IMCD (IMCD) Q2 2025 earnings summary
Event summary combining transcript, slides, and related documents.
Q2 2025 earnings summary
16 Nov, 2025Executive summary
Revenue increased 4% year-over-year to €2,474 million, with gross profit up 5% to €634 million on a constant currency basis; EBITA rose 2% to €275 million, but net result declined 8% to €130 million.
Six acquisitions were completed or announced, expanding presence across all regions and adding approximately €200 million in annualized revenue and 120 FTEs.

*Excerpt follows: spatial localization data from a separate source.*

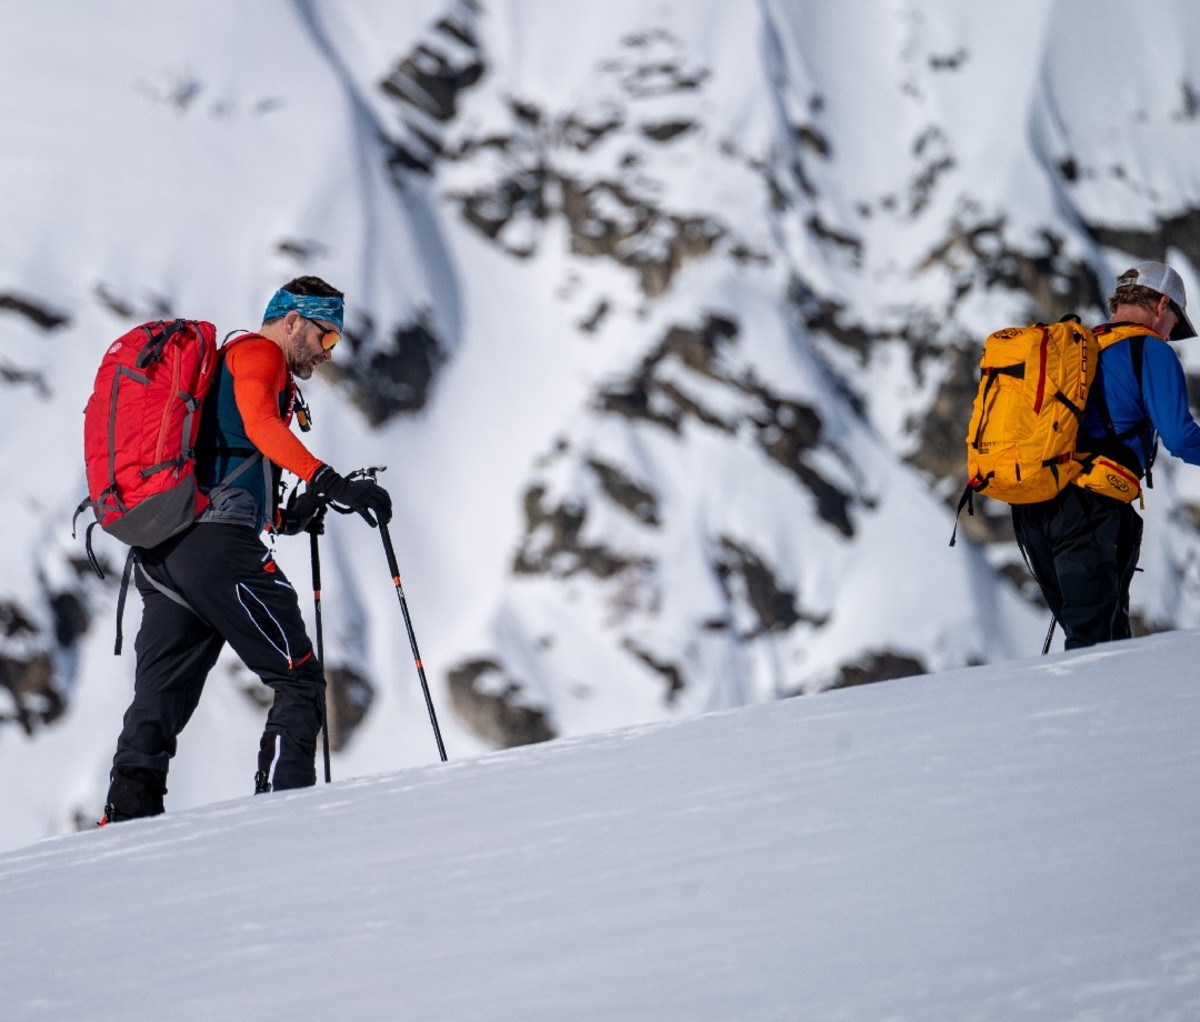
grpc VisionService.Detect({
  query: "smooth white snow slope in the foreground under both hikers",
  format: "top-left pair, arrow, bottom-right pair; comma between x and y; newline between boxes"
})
0,632 -> 1200,1022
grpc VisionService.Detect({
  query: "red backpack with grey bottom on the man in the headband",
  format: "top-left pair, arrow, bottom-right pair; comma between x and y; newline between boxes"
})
76,319 -> 218,558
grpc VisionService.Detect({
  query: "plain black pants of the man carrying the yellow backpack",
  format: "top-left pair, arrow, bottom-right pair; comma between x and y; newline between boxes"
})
1013,486 -> 1142,649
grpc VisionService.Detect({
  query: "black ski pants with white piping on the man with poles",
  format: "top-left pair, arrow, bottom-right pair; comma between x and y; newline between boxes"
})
110,523 -> 325,801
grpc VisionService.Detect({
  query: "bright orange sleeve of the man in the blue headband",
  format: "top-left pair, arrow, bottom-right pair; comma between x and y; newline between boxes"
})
226,337 -> 324,482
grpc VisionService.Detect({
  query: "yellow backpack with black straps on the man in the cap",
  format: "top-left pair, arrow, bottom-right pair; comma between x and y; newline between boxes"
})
950,315 -> 1152,546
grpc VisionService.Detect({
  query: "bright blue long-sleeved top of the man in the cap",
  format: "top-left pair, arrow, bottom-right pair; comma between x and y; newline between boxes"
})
1082,333 -> 1200,470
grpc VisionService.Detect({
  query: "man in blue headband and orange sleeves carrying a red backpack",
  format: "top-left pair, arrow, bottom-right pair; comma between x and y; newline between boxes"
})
96,277 -> 391,823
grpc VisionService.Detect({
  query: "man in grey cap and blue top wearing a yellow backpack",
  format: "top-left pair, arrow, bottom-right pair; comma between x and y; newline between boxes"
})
950,261 -> 1200,649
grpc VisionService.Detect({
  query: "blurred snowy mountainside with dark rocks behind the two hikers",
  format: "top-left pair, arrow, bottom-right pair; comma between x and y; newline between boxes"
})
0,0 -> 1200,844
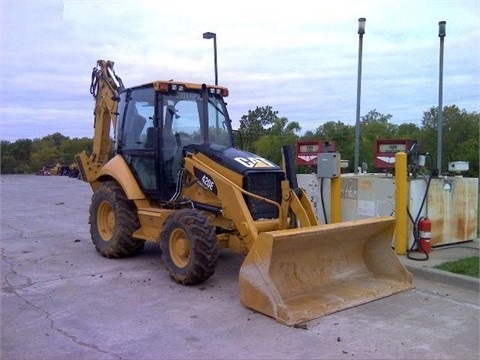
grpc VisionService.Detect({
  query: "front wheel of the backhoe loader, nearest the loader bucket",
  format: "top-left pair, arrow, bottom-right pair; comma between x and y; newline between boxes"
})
160,209 -> 219,285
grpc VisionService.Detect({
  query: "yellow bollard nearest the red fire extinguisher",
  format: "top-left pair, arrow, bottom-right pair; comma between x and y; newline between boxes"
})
394,152 -> 408,255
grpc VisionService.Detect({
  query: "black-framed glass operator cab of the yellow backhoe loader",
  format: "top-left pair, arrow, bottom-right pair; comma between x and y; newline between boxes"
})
115,81 -> 232,202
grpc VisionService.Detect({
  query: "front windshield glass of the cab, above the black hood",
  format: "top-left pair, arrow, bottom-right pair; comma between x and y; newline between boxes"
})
162,91 -> 232,147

Free cash flow fell 22% to €173 million, mainly due to higher working capital investments and acquisitions; cash earnings per share dropped 9% to €2.94.
Strategic focus remains on digitalization, supply chain, sustainability, and specialty portfolio, with new leadership in EMEA and industrial business; achieved EcoVadis platinum rating.
Financial highlights
Gross profit margin improved to 25.6% (+0.2pp year-over-year), driven by product mix, acquisitions, and internal improvements.
Operating EBITA margin slightly decreased to 11.1% (from 11.3%); conversion margin fell to 43.4% (-1.1pp), and cash conversion margin dropped to 61.4% from 79.8%.
Net debt increased to €1,543 million, with a leverage ratio of 2.6x EBITDA, well below covenant limits.
Free cash flow was €173 million, down €48 million year-over-year, mainly due to higher working capital investment.
Equity as a percentage of capital employed fell to 56% from 63% at year-end 2024.
Outlook and guidance
Management remains cautious due to ongoing macroeconomic and political uncertainty, tariff impacts, and FX volatility; demand remains difficult to predict.
Focus remains on earnings growth, service optimization, and global expansion through organic growth and acquisitions.
Confidence in resilient, asset-light business model and infrastructure to sustain growth trajectory.